The question of sincerity has always loomed medium-large over Vampire Weekend. Their shtick – preppy Manhattanites drawing inspiration from African music – always carried with it the uneasy feeling that we were all the victim of some massive jolly in-joke.
At its weakest (read: most novelty-ish) moments, their debut album sounded like the Strokes if they'd grown up listening to Graceland rather than Marquee Moon. At its strongest, however, it had an ersatz Soweto shimmer which was second hand, not third.
Some of that duality has carried over on to Contra (named, by the way, for a 1980s videogame rather than the US-backed Nicaraguan militia, although the nod to the Clash's Sandinista is surely deliberate). "White Sky", for one, could be a straight out-take from Paul Simon's album, unmoderated by any indie filter.

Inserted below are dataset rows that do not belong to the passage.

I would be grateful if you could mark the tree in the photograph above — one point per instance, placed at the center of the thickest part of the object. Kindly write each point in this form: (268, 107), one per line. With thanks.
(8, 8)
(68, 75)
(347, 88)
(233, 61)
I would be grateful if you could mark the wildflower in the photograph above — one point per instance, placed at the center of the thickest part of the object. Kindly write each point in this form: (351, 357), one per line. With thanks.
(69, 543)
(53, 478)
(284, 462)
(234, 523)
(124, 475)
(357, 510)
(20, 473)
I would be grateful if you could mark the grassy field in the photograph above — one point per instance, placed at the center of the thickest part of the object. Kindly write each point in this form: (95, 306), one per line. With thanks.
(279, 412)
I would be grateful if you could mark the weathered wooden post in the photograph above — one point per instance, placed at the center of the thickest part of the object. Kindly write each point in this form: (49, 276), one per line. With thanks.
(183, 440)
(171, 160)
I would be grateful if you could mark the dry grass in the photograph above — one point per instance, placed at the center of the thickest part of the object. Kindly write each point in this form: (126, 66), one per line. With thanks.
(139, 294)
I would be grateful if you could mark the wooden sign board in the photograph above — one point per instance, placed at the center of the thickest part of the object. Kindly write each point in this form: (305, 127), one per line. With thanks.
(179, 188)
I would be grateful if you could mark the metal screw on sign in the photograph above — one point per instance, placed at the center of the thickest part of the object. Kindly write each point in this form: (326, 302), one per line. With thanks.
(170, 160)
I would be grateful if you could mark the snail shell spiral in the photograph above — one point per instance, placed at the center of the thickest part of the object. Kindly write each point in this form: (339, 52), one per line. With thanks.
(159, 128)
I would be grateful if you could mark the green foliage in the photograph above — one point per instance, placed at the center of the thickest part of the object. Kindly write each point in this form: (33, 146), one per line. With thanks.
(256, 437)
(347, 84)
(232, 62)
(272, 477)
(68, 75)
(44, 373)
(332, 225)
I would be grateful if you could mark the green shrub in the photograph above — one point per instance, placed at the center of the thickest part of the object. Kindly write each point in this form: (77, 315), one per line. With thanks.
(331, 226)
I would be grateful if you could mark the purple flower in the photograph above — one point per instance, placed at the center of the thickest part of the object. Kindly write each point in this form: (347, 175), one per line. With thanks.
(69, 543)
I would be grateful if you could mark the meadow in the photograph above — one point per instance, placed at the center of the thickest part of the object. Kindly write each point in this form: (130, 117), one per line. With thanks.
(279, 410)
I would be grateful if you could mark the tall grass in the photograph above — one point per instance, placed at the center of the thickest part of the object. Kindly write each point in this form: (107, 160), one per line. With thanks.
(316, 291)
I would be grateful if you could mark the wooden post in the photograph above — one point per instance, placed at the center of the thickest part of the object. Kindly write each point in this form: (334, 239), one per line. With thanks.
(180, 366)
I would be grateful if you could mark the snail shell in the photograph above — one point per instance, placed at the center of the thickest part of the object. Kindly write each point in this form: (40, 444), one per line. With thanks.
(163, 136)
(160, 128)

The story, second time around, is that they've incorporated Latin American influences, thereby shifting, if one wishes to be facetiously cruel, from Um Bongo advert to Lilt advert.
The tropicalia kicks off immediately. "Horchata", the opening track and the teaser released online late last year, is named after a rice-based Mexican hangover-recovery drink and is a piece of agreeably benign calypso. "Holiday", meanwhile, is clearly informed by vintage ska.
Contra peaks, however, when they fuse the organic with the synthetic on the high-speed autotune madness of "California English". The beatless, impressionistic "I Think UR a Contra" (a Clash lyric, incidentally) is an intriguing glimpse of what Vampire Weekend can achieve when they drop the hyperactivity, zoom out and fade to soft focus. "Diplomat's Son" may or may not be another reference to Joe Strummer, or a self-aware acknowledgement of their own social class.
Indeed, Vampire Weekend are honest enough to set their lyrics in a milieu of aristocrats, private schools and snowboarding slopes. (On the other hand, they also mention "playing guitar in seedy clubs where the skinheads used to fight". That's what "social mobility" means nowadays.)
On balance, Contra is exuberant enough to make you forget most of your qualms about sincerity, and simply enjoy it.